An initial 6 month pre-study in late 2019 and early 2020 showed the project was viable, and a full-scale project began in January 2021.
“We specifically wanted to see if it made sense in Sweden, because if you go to places such as southern Europe, Australia or North Africa, there’s obviously a lot more sunshine,” Falkgrim said. “If it can work here in the less sunny and somewhat darker conditions then that would confirm the broader validity of the project.
“The overall task seemed simple – putting solar panels on a truck and plugging it in to the electrical system. But that comes with a lot of new hardware and software systemisation and development, to make it safe to handle the transfer of power and to handle faults,” he said.
There are also important safety considerations for a solar-powered truck. “You have to bear in mind that solar cells are not made to be used on a moving vehicle,” Falkgrim said. “They’re designed to sit on top of a house or wherever for 20 or 30 years.
“We’ve had to address safety challenges in putting solar panels on a vehicle.
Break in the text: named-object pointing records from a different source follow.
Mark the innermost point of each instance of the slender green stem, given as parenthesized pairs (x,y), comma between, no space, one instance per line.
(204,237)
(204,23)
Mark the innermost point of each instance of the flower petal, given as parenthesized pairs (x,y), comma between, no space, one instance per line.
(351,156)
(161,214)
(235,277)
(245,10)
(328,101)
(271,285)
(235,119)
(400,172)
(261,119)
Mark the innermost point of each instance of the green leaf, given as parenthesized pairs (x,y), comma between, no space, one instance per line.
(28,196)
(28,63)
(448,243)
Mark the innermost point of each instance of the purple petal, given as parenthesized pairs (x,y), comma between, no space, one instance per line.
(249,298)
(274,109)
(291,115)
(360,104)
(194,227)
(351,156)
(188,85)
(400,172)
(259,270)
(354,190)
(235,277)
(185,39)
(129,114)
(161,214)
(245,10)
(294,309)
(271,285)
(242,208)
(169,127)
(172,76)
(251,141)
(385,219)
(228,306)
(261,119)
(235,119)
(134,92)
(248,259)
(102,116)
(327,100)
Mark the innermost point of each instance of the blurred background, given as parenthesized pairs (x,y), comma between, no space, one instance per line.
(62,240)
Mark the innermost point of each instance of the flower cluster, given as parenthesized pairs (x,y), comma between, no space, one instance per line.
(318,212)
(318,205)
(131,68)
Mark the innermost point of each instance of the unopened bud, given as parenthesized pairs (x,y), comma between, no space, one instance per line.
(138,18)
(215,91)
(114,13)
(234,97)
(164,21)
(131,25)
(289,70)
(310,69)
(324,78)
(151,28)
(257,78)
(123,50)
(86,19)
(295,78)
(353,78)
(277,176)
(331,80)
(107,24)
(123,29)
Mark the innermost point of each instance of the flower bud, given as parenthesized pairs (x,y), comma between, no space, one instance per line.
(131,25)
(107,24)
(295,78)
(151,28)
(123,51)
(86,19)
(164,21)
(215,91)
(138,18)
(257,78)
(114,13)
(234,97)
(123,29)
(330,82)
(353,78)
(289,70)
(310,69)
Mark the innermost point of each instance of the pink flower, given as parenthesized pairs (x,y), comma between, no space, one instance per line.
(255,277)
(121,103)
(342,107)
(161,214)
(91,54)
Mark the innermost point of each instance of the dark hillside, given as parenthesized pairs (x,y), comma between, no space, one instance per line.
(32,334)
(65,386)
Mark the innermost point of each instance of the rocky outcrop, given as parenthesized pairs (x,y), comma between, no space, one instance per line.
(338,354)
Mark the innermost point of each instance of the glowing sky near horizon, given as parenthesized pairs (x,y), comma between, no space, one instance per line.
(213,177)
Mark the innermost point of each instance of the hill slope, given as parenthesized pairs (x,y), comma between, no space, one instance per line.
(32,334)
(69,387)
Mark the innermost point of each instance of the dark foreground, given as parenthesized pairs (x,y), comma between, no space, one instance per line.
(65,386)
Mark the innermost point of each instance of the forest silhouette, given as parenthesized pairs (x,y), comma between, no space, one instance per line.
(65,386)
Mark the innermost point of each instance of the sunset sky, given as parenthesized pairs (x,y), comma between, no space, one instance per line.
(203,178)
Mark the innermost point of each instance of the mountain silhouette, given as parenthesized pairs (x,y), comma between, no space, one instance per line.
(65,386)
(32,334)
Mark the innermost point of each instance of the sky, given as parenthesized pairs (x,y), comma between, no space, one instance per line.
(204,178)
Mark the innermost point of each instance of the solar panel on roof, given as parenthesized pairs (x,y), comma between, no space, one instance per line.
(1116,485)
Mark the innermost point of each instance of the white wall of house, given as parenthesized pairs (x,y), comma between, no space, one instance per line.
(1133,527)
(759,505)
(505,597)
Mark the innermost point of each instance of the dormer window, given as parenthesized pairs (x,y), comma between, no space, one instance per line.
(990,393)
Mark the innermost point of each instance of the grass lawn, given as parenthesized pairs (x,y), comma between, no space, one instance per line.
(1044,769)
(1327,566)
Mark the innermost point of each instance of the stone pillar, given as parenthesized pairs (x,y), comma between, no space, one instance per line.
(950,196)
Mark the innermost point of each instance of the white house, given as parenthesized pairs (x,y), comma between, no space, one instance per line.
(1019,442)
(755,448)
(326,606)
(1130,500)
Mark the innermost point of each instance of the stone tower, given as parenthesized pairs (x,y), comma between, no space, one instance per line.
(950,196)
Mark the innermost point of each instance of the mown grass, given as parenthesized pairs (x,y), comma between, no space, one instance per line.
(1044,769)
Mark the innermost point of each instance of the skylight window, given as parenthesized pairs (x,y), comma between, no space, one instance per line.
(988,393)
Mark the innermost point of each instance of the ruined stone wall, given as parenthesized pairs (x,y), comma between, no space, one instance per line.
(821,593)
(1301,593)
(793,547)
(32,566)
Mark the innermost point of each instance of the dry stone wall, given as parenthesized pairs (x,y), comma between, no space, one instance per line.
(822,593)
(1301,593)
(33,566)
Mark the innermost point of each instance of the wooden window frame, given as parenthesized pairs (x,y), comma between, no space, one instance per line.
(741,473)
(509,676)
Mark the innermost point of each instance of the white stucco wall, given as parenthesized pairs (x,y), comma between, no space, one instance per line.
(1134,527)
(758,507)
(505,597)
It’s fairly involved from a technical point of view, but we don’t have that pressure of it being a full-scale project where we’re producing something that will be sold globally to hundreds and thousands of customers. It’s a research project that’s about seeing if the solution makes sense, and so far we believe it does.”
Scania is working with Swedish courier firm Ernst Express to test the truck. “The data we already have says that solar panels contribute significantly to the energy you’re getting for the truck,” Falkgrim said.